When David Kimberlin, M.D., arrived at UAB in 1994, he joined a legacy decades in the making. Drawn by UAB’s expertise in virology, Kimberlin became part of a multi-institutional effort—first called the Collaborative Antiviral Study Group (CASG) and now known as the Congenital and Perinatal Infections Consortium (CPIC)—dedicated to understanding and treating rare viral infections in newborns.
The origins of this work stretch back to the early 1970s, when Kimberlin’s mentor at UAB, Richard Whitley, M.D., and Whitley’s mentor, Charles Alford, M.D., recognized two key truths. First, antiviral drugs were just emerging, offering opportunities for the treatment of viral infections that few believed possible at the time. Second, pharmaceutical companies were unlikely to focus on rare diseases affecting newborns. Their solution was visionary: bring together medical centers across the country to pool expertise and patients, creating the power to study—and eventually treat—these conditions.
The results have been transformative. Through sustained NIH funding since 1973, the consortium has proven that life-threatening conditions such as neonatal herpes, congenital cytomegalovirus (CMV), and neonatal enteroviral sepsis can be treated effectively. Kimberlin’s leadership of the research network added to that impact, showing that oral antiviral therapy following intravenous treatment for neonatal herpes improved long-term neurological outcomes and that longer-term treatment of congenital CMV improved both hearing and neurodevelopment—findings that became standard of care.
For Kimberlin, distinguished professor in the Division of Pediatric Infectious Diseases, Department of Pediatrics, these studies are not just about science; they’re about people. Many of the viruses his team studies can cause profound harm: neonatal herpes can kill or leave lasting brain injury, while CMV is the leading cause of non-genetic hearing loss in children. Behind every clinical trial are families navigating fear and uncertainty, and—most importantly—seeking hope.
That hope, Kimberlin says, is at the heart of clinical research. “The intersection of clinical trials and patient care provides the opportunity for hope,” he explained. “Not false hope, but the chance for people to consider a potentially groundbreaking option for themselves or their child.” Success, in his view, is defined by the opportunity to give people the options and information they need to make their own informed choice.
Research in newborns is complex. Parents must decide on behalf of their child, and the studies themselves must be designed with extraordinary care. Kimberlin admits his approach evolved after becoming a parent himself—shifting from “Cadillac studies” heavy on data collection to more practical “Chevy studies” that still answer essential scientific questions without unnecessary burden on infants or families.
That careful balance of science and compassion has yielded impressive results. In April 2009, the H1N1 “swine flu” pandemic began to unfold. While the world scrambled for answers, UAB’s pediatric infectious disease team was already running a study on oseltamivir (Tamiflu) dosing in infants—the only such data available anywhere. Kimberlin received a call from the FDA the Sunday after the first two cases were recognized in California: Could UAB share its findings immediately? By that afternoon, the data were in Washington. Within 48 hours, the FDA, European Medicines Agency, and Japanese regulators had issued life-saving treatment guidelines for babies under 12 months old.
Today, Kimberlin’s role has expanded as UAB’s associate vice president for Clinical Trials. He touts the development of the Academic Research Organization for Clinical Trials (ARO-CT), an initiative designed to remove administrative barriers so UAB researchers can focus on science and bringing clinical trial opportunities to their patients, as an important step forward in growing UAB’s clinical trials enterprise.

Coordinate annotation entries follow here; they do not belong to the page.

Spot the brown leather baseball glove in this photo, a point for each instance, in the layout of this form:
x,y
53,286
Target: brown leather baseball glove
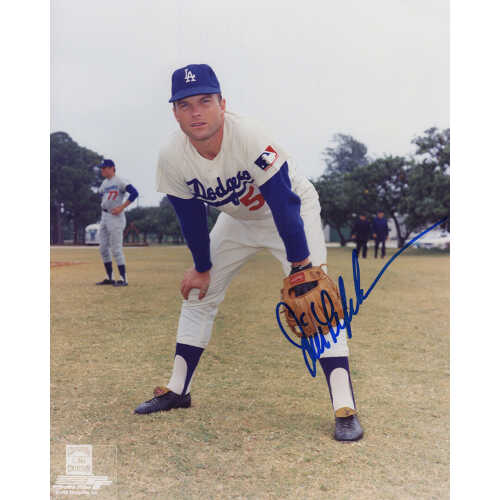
x,y
301,289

The aim of ARO-CT is threefold: streamline processes for faster study start-up, support investigators in enrolling participants, and strengthen opportunities for industry-sponsored research.
For Kimberlin, the power of hope is not abstract—it is tangible in every trial, every conversation with a family, every incremental step toward a cure or better outcome. “We went into medicine to work with people and give them options to make their lives better,” he said. “Clinical trials do that. They give patients, and those who love them, a reason to hope.”